Homogeneous workloads with fixed output lengths: If every request generates exactly K tokens (e.g., a classification task that always produces a one-token label, or a fixed-format extraction task with enforced length limits), static batching is fine. Output lengths are identical; there's nothing for continuous batching's dynamic scheduling to optimize. The padding waste is zero.
Streaming audio or video token generation: Systems generating continuous media streams often need strict ordering and bounded latency per token, not maximum throughput. Iteration-level scheduling introduces variable inter-token latency as the batch composition changes dynamically. For speech synthesis or real-time video, this jitter matters.
Very low QPS with high per-token cost: At very low request rates, the active batch is usually size 1 anyway. Continuous batching degenerates to single-request serving and adds complexity without gain.

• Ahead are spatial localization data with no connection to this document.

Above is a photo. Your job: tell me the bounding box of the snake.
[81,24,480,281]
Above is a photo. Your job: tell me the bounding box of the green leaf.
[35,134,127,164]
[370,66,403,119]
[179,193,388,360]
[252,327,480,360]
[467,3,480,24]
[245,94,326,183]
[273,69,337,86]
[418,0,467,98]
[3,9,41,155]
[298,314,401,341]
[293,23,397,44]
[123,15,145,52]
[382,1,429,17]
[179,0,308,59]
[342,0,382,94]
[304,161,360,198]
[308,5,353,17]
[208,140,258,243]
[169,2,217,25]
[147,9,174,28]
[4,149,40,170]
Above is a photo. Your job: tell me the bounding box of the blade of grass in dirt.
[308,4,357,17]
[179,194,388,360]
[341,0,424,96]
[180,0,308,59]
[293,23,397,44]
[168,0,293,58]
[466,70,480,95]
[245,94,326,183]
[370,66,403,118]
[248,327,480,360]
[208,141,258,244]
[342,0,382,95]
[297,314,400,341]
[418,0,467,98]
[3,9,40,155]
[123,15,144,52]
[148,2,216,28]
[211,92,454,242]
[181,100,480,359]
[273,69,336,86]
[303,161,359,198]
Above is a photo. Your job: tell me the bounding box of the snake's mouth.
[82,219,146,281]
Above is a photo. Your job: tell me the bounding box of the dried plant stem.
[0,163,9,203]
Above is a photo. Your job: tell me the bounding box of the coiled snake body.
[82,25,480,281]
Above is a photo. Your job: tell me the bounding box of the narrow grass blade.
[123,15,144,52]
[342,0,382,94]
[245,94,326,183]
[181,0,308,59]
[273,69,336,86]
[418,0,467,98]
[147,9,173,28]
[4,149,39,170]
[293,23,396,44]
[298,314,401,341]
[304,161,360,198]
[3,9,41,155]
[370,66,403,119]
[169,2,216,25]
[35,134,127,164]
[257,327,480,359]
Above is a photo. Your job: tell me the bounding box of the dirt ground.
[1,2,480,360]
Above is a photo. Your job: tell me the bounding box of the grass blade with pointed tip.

What the paper actually proved
The Orca paper's core proof is empirical but decisive: under realistic serving workloads with variable output lengths, iteration-level scheduling consistently outperforms static batching by an order of magnitude. The argument isn't complex — it's a direct consequence of arithmetic. Static batching wastes all the GPU cycles for short requests while they wait for long ones. Continuous batching recovers those cycles.

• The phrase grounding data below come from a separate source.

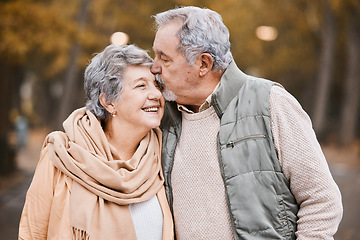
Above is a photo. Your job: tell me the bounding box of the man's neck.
[176,71,222,113]
[184,80,221,113]
[185,104,201,113]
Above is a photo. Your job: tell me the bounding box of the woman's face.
[112,65,164,132]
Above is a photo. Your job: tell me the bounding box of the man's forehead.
[156,22,181,40]
[153,25,180,54]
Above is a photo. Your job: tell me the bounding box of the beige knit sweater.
[171,86,343,239]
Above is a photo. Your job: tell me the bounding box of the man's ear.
[199,53,213,77]
[99,93,115,114]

The implementation details — selective batching, the scheduler design, the KV cache management — are where the engineering lives. But the insight itself is almost embarrassingly simple in retrospect: don't wait for the batch to finish before scheduling the next request.
That simplicity is why it spread so fast. Within a year of the OSDI 2022 paper, every production LLM serving framework had either implemented it directly or rebuilt their scheduler around the same concept. Static batching is now the legacy approach, found mainly in systems that were designed before 2023 and haven't been updated.
If you're debugging throughput on an LLM serving deployment, the first question is: are you using continuous batching? The second question is: are you using it correctly (concurrency limits, chunked prefill, request routing by length class)? If the answer to both is yes and you're still throughput-limited, read the PagedAttention post — you're probably hitting KV cache memory fragmentation, not scheduling inefficiency.